The survey also found that homeowners who have a mortgage rate below 5% are almost equally as likely to consider selling their home as homeowners with rates above 5%. That’s a promising sign homeowners are appearing less deterred by today’s cost of borrowing, with high mortgage rates discouraging many over the past year from listing their properties for sale. 

“Rate lock appears to be wearing off for some homeowners, who show encouraging signs that they’re ready to come back to the market,” Zillow chief economist Sylar Olsen said in the firm’s December housing market report. “The survey data shows more owners with low rates are warming up to the idea of selling, while those with higher rates probably purchased their house fairly recently.

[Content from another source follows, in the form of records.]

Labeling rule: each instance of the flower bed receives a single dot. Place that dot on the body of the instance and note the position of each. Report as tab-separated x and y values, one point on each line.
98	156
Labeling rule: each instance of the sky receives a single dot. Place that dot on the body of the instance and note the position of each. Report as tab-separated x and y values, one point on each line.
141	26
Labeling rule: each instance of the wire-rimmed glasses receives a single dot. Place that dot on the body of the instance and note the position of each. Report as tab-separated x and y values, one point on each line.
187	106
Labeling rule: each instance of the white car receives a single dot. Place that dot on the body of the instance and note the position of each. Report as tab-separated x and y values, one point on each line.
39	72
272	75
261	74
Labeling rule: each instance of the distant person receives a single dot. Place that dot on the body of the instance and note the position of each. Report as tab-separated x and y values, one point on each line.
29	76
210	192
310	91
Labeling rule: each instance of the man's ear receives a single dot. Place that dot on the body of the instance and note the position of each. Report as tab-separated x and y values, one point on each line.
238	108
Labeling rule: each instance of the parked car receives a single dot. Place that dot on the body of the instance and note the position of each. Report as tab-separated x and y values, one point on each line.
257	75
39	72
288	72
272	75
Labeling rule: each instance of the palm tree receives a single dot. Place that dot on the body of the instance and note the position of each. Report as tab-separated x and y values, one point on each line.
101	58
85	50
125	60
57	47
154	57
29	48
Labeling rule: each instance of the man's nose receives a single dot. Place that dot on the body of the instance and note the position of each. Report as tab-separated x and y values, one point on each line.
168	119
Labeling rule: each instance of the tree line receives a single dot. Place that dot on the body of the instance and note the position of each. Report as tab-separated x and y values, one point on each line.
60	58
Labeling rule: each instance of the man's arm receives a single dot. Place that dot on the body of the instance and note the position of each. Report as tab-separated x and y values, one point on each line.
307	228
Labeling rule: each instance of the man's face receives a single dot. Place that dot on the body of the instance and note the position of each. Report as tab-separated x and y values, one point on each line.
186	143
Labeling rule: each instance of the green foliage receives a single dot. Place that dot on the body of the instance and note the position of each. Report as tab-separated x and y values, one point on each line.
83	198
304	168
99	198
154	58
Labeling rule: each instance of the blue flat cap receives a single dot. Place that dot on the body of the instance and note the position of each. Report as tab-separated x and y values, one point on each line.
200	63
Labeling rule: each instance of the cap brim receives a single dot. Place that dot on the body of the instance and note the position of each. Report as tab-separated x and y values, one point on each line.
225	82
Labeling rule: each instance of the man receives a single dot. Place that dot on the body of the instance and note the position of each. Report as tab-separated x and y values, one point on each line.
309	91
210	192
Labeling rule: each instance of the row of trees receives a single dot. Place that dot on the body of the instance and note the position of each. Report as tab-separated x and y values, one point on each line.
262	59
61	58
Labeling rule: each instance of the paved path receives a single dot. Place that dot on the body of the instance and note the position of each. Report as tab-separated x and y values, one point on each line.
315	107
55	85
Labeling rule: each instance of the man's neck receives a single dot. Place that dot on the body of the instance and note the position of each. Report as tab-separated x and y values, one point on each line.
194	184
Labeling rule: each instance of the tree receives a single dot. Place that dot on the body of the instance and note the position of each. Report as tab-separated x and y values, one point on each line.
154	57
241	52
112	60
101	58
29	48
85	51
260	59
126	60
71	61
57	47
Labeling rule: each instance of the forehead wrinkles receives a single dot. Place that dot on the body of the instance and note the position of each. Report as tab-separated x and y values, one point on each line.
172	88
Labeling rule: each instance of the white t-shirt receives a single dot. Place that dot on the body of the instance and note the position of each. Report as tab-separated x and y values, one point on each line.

Currently, mortgage rates look to be less of a determining factor when considering a sale.”

Mortgage rates have declined in recent months as the market anticipates the Fed to cut interest rates later this year. The 30-year fixed mortgage rate hovered around 6.66% the last week, according to Freddie Mac data. The rate had hit 8% in October of last year. 

Meanwhile, new home listings rose 2% year-over-year in December, Zillow data shows. The total supply of homes on the market is now just 14% lower than it was before the pandemic — an improvement from April, when supply was 35% lower than the pre-pandemic norm.

Lower rates and higher inventory could improve housing affordability this year, after tight supply pushed home prices to record levels in 2023. Home prices climbed another 5% in October, according to an estimate from CoreLogic. Prices and mortgage rates are expected to continue easing slightly this year, Redfin economists predicted.